Can I Keep My Lewis and Tolkien?
Like many bookish Christians raised in evangelicalism, I’ve read and re-read C. S. Lewis’ and J. R. R. Tolkien’s fantasy books countless times.
I went to graduate school for medieval studies partly because I loved the enchanted forests, idyllic villages, and lore-filled libraries of Narnia and Middle-earth.
But I soon learned of the long and troubling history of white supremacists claiming the Middle Ages as their own. The field of medieval studies was founded in 19th century Germany to preserve and celebrate the supposed noble heritage of northwestern Europe. In the centuries since, many Nazis, white nationalists, and QAnon supporters have looked to medieval Europe as a golden age of religious purity and racial homogeneity.
This view of the Middle Ages is patently false. In fact, medieval Europe was racially and religiously diverse. There were deadly bursts of anti-Jewish violence, but there were also times and places where Jews lived among Christians in relative peace. Christians wrote horrible things about Muslim “Saracens,” but Islamic philosophical texts helped shape much of medieval scholasticism. And pilgrimage routes to Rome and Santiago de Compostela were filled not only with Europeans but also African pilgrims from the kingdom of Nubia. (For more, see _The Public Medievalist_’s blog series “Race, Racism, and the Middle Ages.”)
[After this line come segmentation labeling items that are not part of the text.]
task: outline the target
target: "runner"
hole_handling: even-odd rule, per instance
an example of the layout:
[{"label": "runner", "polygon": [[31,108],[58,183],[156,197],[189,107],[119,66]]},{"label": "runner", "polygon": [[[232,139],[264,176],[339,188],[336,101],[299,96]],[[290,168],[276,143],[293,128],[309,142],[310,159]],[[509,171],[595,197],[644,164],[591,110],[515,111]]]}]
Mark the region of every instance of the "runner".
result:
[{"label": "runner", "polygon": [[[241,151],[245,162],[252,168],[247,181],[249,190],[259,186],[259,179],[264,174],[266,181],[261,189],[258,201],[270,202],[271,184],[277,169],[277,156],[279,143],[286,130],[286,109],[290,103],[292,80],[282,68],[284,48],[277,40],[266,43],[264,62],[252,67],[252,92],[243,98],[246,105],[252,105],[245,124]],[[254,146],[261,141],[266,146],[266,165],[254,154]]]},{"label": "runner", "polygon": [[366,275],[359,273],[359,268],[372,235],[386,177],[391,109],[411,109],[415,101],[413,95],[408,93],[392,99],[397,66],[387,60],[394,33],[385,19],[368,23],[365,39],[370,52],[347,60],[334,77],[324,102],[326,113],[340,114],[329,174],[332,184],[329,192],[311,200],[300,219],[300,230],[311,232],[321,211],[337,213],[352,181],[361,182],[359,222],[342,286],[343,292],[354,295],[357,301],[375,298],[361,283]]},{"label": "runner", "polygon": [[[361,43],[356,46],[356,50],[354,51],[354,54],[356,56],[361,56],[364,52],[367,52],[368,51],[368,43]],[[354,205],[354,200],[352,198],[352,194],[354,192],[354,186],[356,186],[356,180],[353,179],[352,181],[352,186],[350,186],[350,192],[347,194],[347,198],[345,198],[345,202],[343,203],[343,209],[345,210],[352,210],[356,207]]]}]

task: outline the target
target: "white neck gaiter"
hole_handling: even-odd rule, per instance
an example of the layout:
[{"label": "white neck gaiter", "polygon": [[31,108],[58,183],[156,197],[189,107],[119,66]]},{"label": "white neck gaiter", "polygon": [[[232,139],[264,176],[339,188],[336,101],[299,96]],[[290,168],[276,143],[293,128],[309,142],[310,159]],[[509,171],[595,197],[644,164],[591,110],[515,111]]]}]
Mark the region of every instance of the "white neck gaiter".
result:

Unfortunately, Lewis and Tolkien’s medieval-inspired fantasy worlds have more in common with the white supremacists’ idealized Middle Ages than they do with history. In both writers’ work, the good characters (such as Narnians, Hobbits, and Elves) are light-skinned, while many of the villains (like Calormenes and orcs) are dark-skinned. Lewis’ Narnia is a Christian state with a divinely appointed monarchy, while Calormen, its demon-worshiping enemy to the south, resembles an Islamic kingdom.
In Tolkien’s The Lord of the Rings, Aragorn is fit to rule Gondor partly because of his bloodline, which traces back to a physically and spiritually superior race of fair-skinned humans known as the Númenoreans. The name of their homeland, Númenor, comes from the Elvish word for “west,” and they are set against “Swarthy Men” of the east, who submit easily to Sauron’s rule. Even lower on the ladder are the evil orcs, whom Tolkien compares in a letter to the “Mongoloid” races. This essentialized racial hierarchy helps explain Tolkien’s popularity on alt-right forums like Stormfront. And, while Tolkien was vehemently anti-Nazi, he criticized Hitler in part for corrupting the “noble northern spirit” which Tolkien had “ever loved, and tried to preserve in its true light” – the same noble spirit that the earliest German medievalists sought to claim.
What does all this mean for those of us who love Lewis and Tolkien but who are also committed to dismantling white supremacy?
My answer also comes from the Middle Ages – or, more specifically, from justice-seeking scholars who study sexist, racist, and xenophobic medieval literature. These scholars don’t discard Chaucer’s or Dante’s works because of their harmful content. Instead, they show how literature and its readers can simultaneously reinforce and resist oppression. They point to internal moments of subversion, like Dante’s condemnation of avaricious priests, or external voices that tell a different story, like medieval women and Jewish writers.
We can take the same approach with Lewis and Tolkien. We can – and must – reject their books’ implicit white supremacy while also looking for resistance in the books themselves (like Lewis’ Calormen heroine, Aravis, and Sam Gamgee’s compassion for a dark-skinned warrior). We can keep them on our bookshelves while also seeking out fantasy novels that actively challenge white supremacy. We can allow the stories we love to disappoint us without ceding them to reactionaries.
Josh Parks is a freelance writer and editor with a master’s degree in medieval studies from Western Michigan University.